What is the meaning of $x$ raised to any non-positive value? We know that $x^{-a} = \dfrac{1}{x^a}$ and $x^0 = 1$, but where does that come from? What is the proof? Why is this true? What about $x$ raised to a fraction, like say $\frac{1}{3}$? How do you multiply $x$ $\frac{1}{3}$ times?

Answer 1

We know that $x^{a+b}=x^ax^b$ since an $(a+b)$ amount of $x$'s is the same as an $a$ amount of $x$'s times a $b$ amount of $x$'s.

From this, we have

$$x^0=x^{a-a}=x^ax^{-a}$$

Thus, we have

$$x^{-a}=\frac{x^0}{x^a}$$

and once you show $x^0=1$, your done.

As for fractions, show that

$$x^{\frac ab}=y$$

For some value of $y$ which we are trying to solve for.

We see this is the same as

$$x^{\frac ab}=\underbrace{x\times x\times x\times\dots x}_{a/b?}=y$$

However, we see that by multiplying both sides on itself $b$ times, we have

$$\underbrace{x\times x\times x\times\dots x}_{a/b}=y\implies\underbrace{x\times x\times x\times\dots x}_{a}=y^b$$

and so,

$$\underbrace{x\times x\times x\times\dots x}_{a/b}=\sqrt[b]{\underbrace{x\times x\times x\times\dots x}_{a}}$$

$$x^{\frac ab}=\sqrt[b]{x^a}$$

Answer 2

From that definition, it doesn't make sense. It's what we mathematicians call a generalisation. The original definition of powers only allow natural numbers to be exponents.

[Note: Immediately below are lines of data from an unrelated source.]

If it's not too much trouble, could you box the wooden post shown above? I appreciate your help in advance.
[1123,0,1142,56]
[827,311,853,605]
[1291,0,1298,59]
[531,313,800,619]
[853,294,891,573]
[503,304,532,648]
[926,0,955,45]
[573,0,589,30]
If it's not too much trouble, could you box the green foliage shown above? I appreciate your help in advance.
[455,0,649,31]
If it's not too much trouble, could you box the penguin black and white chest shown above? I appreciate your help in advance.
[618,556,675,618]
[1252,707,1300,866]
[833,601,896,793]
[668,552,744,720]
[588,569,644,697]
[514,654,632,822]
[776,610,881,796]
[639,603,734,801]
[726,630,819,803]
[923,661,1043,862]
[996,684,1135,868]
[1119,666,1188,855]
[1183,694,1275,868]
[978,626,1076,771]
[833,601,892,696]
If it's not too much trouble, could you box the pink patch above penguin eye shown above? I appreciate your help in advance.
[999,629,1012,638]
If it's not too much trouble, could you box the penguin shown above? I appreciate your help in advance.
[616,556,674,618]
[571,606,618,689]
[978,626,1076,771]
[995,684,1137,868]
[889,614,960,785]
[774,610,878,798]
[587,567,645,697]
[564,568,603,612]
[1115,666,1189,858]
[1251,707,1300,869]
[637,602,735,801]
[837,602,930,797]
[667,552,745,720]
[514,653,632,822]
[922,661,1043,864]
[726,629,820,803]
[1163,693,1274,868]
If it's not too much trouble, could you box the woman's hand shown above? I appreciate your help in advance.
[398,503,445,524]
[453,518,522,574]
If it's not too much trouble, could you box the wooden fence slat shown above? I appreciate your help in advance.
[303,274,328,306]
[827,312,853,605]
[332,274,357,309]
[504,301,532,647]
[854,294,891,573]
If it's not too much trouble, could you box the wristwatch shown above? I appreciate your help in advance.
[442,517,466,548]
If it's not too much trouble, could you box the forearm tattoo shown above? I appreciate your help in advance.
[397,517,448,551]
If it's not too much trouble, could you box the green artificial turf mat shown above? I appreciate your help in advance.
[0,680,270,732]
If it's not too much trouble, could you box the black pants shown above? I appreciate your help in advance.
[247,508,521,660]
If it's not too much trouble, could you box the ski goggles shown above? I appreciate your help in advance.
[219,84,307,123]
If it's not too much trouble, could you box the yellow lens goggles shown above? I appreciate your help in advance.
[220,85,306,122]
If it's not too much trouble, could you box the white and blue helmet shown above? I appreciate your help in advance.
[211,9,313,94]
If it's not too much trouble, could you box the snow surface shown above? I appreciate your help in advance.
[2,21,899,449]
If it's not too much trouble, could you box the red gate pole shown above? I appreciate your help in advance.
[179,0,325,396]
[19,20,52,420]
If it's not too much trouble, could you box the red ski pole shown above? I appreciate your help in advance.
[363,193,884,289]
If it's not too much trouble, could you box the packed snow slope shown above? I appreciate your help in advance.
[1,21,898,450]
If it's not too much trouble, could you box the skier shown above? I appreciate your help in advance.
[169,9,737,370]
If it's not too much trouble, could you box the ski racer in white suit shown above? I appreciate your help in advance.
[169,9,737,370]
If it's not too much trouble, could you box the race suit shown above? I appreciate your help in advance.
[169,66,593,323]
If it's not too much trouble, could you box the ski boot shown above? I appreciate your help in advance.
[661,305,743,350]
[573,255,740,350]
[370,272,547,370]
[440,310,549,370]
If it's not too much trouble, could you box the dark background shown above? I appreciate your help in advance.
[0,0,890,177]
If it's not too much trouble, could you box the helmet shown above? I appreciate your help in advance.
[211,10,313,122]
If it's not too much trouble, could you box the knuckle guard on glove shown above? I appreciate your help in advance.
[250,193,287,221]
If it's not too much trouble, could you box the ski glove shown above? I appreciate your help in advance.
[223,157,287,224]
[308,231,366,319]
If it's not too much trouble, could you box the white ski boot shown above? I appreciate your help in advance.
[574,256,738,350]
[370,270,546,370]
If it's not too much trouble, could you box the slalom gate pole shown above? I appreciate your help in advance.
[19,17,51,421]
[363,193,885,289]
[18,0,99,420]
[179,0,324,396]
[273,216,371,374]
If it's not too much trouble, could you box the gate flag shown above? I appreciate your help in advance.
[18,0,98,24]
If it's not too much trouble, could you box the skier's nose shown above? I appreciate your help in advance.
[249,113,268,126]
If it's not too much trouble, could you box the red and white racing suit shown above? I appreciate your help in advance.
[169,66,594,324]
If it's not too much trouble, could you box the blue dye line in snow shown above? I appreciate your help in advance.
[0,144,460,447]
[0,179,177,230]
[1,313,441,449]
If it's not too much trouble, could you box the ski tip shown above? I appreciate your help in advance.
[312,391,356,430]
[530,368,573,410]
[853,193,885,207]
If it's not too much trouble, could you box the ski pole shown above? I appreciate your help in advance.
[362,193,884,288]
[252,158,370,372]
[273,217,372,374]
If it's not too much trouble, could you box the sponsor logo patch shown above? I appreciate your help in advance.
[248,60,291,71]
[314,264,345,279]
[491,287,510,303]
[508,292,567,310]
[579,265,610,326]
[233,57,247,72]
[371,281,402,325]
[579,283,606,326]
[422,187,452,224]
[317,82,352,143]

However, one can ask "Is it possible to come up with a definition of $x^{-a}$ that plays well along with the old definition?" By which we mean that $x^{b+c}=x^bx^c$ and $(x^b)^c=x^{bc}$ still holds. And it turns out that there is exactly one definition that works.

In the same way you get $x^{1/n}=\sqrt[n]x$. Not because the old definition says so, but because it's the only thing it can be if we want it to work.